「生ジョッキ缶」の“もこもこ泡”、実は進化していた あまり知られていない2つのポイント:経済の「雑学」(2/3 ページ)
アサヒビールは、「生ジョッキ缶」第2弾となる「アサヒ食彩」を発売しました。生ジョッキ缶の特徴は、なんといっても「泡」。きめ細かい“もこもこ”の泡は、どのようにして生まれたのでしょうか?
クレーターで泡を作り出す
シャンパン用のフルートグラスは、注いだときに小さな泡が出ます。これはグラスの底に小さなキズをつけていて、そこに炭酸ガスが当たることで発泡しているのです。この原理にヒントを得た開発メンバーは、缶の内側をあえて“荒らす”ことを思い付きました。
ではどうやって、缶の内側をあえて荒らすのか。何十回もの試作を繰り返す中で、ある特殊な塗料にたどり着きました。この特殊な塗料を缶の内側に施すと、内側は凸凹したクレーター状になります。フタを開けたときの気圧差による自然発泡が、クレーターによって増幅されるという仕組みです。フルートグラスの底のキズを、内側をクレーター状にすることで再現し、泡を缶の内部から生み出すことに成功しました。
飲料缶で前例がなかったフタ
さて、生ジョッキ缶はもこもこの泡が注目されがちですが、実はフタにも大きな特徴があります。フタを開けてそのまま缶のフチに直接口をつけて飲むため、口や手が切れないよう「ダブルセーフティ構造」を採用しています。

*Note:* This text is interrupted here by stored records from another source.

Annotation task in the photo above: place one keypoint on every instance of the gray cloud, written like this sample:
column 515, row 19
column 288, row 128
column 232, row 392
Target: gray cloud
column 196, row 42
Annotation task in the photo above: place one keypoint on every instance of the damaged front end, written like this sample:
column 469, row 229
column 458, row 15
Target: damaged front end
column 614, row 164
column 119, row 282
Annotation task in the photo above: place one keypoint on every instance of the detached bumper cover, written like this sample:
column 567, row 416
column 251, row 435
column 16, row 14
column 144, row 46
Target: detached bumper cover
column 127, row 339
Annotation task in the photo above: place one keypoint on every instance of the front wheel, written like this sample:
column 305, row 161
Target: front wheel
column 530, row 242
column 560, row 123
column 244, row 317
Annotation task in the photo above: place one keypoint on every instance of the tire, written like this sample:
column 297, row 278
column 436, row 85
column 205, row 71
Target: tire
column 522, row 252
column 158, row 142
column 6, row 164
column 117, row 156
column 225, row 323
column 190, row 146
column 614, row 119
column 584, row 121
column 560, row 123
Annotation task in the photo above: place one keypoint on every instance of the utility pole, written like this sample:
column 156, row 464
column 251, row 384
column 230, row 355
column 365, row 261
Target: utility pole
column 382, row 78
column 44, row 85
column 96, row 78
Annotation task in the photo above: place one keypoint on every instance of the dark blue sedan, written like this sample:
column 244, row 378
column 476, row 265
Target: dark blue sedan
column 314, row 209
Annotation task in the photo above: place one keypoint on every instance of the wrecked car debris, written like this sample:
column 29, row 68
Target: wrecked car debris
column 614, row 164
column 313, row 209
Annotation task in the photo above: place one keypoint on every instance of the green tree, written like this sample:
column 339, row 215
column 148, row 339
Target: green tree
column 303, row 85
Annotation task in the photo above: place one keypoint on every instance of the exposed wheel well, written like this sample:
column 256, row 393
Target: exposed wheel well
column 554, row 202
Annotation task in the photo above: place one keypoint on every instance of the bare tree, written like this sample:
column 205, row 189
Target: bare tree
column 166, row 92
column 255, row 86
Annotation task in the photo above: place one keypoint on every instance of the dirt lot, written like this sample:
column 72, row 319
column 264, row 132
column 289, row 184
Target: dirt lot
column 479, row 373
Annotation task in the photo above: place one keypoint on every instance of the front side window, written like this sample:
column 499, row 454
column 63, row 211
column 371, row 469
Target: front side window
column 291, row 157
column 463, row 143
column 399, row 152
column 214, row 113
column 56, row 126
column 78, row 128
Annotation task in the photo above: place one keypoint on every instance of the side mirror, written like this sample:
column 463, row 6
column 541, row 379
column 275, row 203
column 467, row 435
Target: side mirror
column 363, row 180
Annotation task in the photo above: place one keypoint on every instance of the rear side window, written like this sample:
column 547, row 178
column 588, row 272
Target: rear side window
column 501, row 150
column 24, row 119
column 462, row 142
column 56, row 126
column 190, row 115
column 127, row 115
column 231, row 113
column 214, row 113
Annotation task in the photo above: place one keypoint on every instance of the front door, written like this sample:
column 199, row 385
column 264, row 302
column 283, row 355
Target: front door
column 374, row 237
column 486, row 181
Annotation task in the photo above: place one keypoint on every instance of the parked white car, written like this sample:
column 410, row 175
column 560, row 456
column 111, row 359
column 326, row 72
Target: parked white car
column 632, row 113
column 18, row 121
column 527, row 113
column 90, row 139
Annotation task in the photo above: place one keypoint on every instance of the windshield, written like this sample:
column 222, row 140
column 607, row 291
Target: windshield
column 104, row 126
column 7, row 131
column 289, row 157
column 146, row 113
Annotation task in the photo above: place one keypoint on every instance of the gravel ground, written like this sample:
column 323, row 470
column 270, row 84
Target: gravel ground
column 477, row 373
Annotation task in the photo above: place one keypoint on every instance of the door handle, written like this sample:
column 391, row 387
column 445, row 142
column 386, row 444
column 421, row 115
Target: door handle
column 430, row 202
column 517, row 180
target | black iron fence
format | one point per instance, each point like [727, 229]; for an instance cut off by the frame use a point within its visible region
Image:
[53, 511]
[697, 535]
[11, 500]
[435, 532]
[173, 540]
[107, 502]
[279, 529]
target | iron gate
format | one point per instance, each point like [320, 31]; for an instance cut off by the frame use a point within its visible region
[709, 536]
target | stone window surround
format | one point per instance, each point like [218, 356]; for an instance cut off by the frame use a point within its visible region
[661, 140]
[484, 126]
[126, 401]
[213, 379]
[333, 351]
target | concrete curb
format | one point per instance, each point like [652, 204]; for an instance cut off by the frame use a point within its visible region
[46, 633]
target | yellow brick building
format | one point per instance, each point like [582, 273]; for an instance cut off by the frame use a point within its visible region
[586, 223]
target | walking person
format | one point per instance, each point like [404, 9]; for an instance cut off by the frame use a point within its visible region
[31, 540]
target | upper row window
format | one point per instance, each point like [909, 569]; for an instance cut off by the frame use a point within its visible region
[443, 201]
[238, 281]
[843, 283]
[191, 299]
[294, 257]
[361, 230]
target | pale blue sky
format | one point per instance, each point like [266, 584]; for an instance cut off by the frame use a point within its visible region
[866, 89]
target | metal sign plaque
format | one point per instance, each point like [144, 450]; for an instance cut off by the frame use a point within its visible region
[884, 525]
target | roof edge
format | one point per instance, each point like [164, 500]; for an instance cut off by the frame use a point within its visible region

同社によれば、この構造を飲料缶で採用したのは前例がないとのこと。
生ジョッキ缶は2021年4月に発売したものの、品切れが相次ぎ、一時休売になっていたのを覚えているでしょうか? 消費者の中には「ビールそのものが足りないのね」と思われた人もいらっしゃるかもしれませんが、実は違っていて。このダブルセーフティ構造のフタをつくるのに時間がかかって、「もう間に合わない!」となって一時的に休売に追い込まれたのです。
その後、生ジョッキ缶は22年7月に通年販売に切り替わりました。その最大の要因として、フタをたくさんつくれるようになったから。製造ラインを1ラインから6ラインに強化していたのです。